Sen. Ted Cruz is a notoriously unpleasant person; even his Republican colleagues despise him for his grandstanding. There's a certain logic in the fact one of his favorite heroes is a man known for his body odor, disgusting dietary habits, and not-even-borderline psychopathy. Rorschach is on Cruz's short list of great superheroes… which has led the nerd Internet to indulge in a certain amount of mockery.
That mockery has been a bit conflicted. On the one hand, Susana Polo at Polygon argues that Rorschach, in his grim brutality and monomania, is meant as a deconstruction of the grim avenger type of superhero. Cruz, in idolizing him, is missing creator Alan Moore's point, which is that superheroes are brutal thugs unworthy of adoration. Jeet Heer at The New Republic on the other hand, argues that lots of people like Rorschach, and that Moore made him too cool and sympathetic. Rorschach is the character who seeks out the truth, opposes the supervillain Ozymandias, and dies because he is horrified by the deaths of ordinary New Yorkers. "…despite Moore's intent, Rorschach becomes not figure of satire but moral center of book. And ironically reaffirms ideal of superhero," Heer insists.
Rorschach is one of my favorite superheroes in comics. I don't know why Cruz likes him, but I think Polo is wrong in seeing the character as unsympathetic, and Heer is wrong in seeing him as affirming superheroism. Instead, I think Alan Moore and David Gibbons set up Rorschach so that he’s sympathetic because he fails to embody the vigilante archetype that comic book readers, and Rorschach himself, set up as an ideal.
It's important here that Rorschach conceives of himself as two people. His secret identity is literalized in the book. Once he was Walter Kovacs, a weak runt who was bullied and unloved. Then he became Rorschach, a monomaniacal vigilante, remorseless and certain. At the beginning of the comic, he makes that remorselessness clear when he imagines a cleansing apocalypse. "The accumulated filth of all their sex and murder will foam up about their waists and all the whores and politicians will look up and shout "Save us!"...and I'll whisper "no.”

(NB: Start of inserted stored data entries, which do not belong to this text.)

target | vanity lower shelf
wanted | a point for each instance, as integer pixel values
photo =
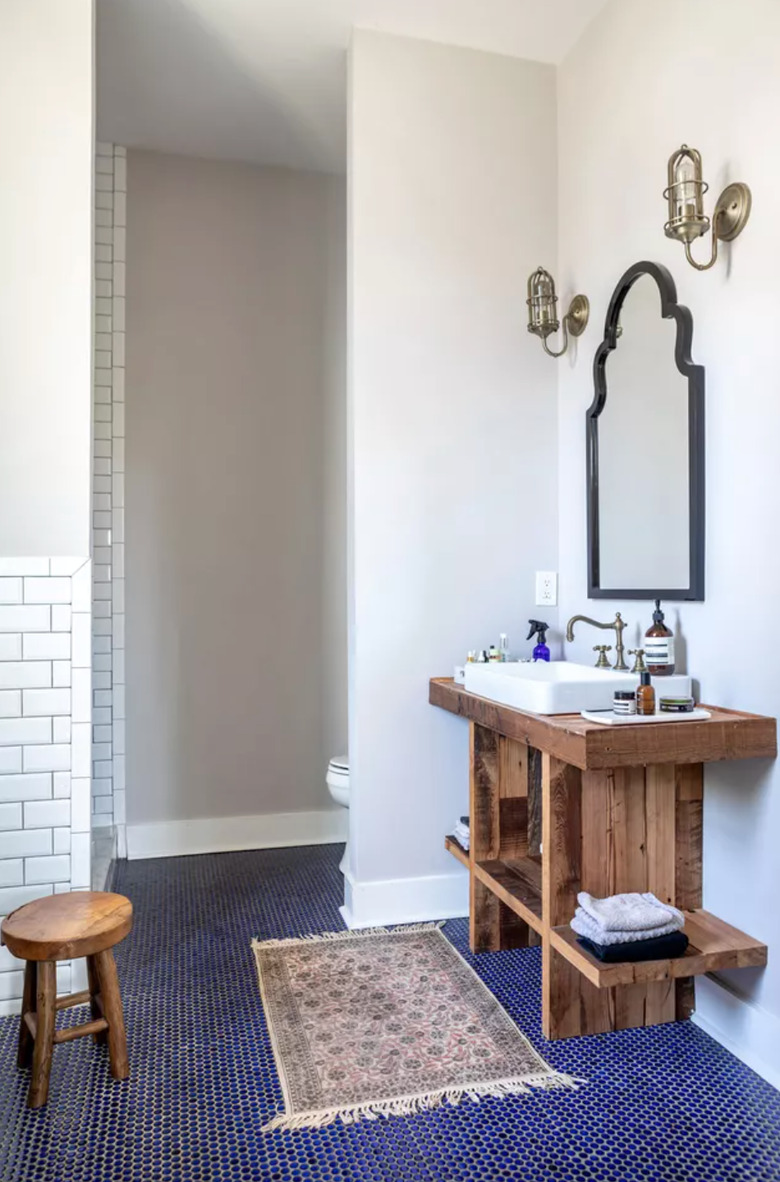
(714, 945)
(517, 882)
(456, 850)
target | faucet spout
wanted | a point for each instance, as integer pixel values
(617, 625)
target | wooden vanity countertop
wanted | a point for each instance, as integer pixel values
(590, 746)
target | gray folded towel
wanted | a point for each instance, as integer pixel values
(584, 926)
(631, 911)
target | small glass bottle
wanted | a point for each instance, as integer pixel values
(645, 695)
(660, 645)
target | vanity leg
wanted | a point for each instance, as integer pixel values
(570, 1005)
(485, 923)
(689, 801)
(499, 825)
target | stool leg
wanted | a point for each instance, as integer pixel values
(45, 1006)
(95, 988)
(24, 1057)
(111, 998)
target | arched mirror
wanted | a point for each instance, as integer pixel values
(645, 447)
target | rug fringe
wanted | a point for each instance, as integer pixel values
(424, 1102)
(357, 934)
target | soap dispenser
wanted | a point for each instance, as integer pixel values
(660, 645)
(539, 629)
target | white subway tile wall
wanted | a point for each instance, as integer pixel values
(44, 813)
(108, 504)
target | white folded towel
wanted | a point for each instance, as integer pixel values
(461, 832)
(584, 926)
(630, 911)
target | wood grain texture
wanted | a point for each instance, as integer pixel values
(456, 850)
(661, 827)
(513, 798)
(485, 837)
(64, 927)
(714, 945)
(93, 994)
(517, 884)
(629, 830)
(485, 843)
(25, 1047)
(44, 1032)
(561, 839)
(561, 1011)
(111, 1001)
(534, 803)
(616, 810)
(689, 836)
(727, 734)
(483, 917)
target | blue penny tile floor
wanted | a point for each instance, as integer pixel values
(664, 1104)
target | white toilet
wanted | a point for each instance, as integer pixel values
(338, 785)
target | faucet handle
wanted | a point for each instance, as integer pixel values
(638, 664)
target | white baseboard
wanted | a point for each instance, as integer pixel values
(376, 904)
(746, 1030)
(219, 835)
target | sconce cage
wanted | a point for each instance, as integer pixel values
(684, 195)
(543, 317)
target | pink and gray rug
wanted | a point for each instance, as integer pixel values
(377, 1023)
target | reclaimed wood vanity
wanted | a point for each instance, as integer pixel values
(560, 805)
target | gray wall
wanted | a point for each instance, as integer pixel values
(233, 291)
(452, 424)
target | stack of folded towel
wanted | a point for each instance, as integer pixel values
(461, 832)
(629, 927)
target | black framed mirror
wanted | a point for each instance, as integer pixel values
(645, 447)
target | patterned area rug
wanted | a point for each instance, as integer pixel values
(377, 1023)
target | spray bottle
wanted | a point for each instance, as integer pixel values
(541, 653)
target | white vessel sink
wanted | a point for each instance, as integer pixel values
(559, 687)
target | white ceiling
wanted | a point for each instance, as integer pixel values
(265, 80)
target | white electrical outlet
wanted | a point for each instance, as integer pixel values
(546, 589)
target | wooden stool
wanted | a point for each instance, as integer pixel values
(65, 927)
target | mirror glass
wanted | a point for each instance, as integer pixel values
(644, 528)
(645, 443)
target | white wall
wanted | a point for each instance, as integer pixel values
(453, 429)
(643, 79)
(335, 468)
(231, 300)
(45, 290)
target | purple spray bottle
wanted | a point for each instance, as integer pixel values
(541, 653)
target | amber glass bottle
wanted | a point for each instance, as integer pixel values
(660, 645)
(645, 695)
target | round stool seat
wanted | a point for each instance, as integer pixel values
(63, 927)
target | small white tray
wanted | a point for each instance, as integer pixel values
(622, 720)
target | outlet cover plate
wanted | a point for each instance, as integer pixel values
(546, 589)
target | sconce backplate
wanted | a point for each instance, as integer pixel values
(732, 210)
(579, 311)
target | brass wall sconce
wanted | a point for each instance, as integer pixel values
(687, 216)
(543, 319)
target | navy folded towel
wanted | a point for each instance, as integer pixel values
(657, 948)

Rorschach sees himself as brutal and without emotion; he wants to be brutal and without emotion. But there are hints throughout the comics that he's not nearly as hard-hearted as he appears. In fact, his entire super-hero career is built on empathy. He decides to become a costumed vigilante after hearing about the Kitty Genovese murder, in which (at least legendarily) a woman was raped and murdered in Queens while apathetic neighbors looked on. He becomes, psychologically, Rorschach, discarding his Kovacs self, after investigating the disappearance of a young girl and finding that she was murdered.
Rorschach wants to be hard; he wants to be unmoved by pain; he wants to be the avenging angel. But he's a softy. And ultimately, when he's faced with the apocalypse for which he prayed at the beginning of the book, he quails. Ozymandias, the liberal one-worlder, is the guy who can look down and whisper "no." Rorschach is horrified at mass murder. He's not the judging uber-father: he's just Kovacs, the kid, who is motivated by empathy for others' pain. And so he takes off his mask and dies, not as Rorschach the superhero, but as ordinary Walter Kovacs. Contra Heer, Rorschach doesn't validate the awesomeness of superheroes. Instead, he shows that the real superhero (Ozymandias) would be a supervillain, and that empathy, and decency, are only possible when you stop trying to be some sort of psychotic avenger, and take off the mask.
It's worth noting that Rorschach (like Cruz) talks a lot about the presidency. One of his idols is Harry Truman—who, of course, dropped two atomic bombs, killing in reality probably more people than Ozymandias is supposed to have in fiction. Rorschach's horror at the mass death in the comic is thus not only a repudiation of Ozymandias, but of Hiroshima as well. Rorschach, it's clear, is not man, or superman, enough to have dropped the bomb. Those who idolize those murderous overfathers may be psychopaths. But the overfathers themselves, sitting in the White House with their buttons and their bombs, are worse. Let's hope Cruz never gets a chance to get in that office and show how like, or unlike, Rorschach he is.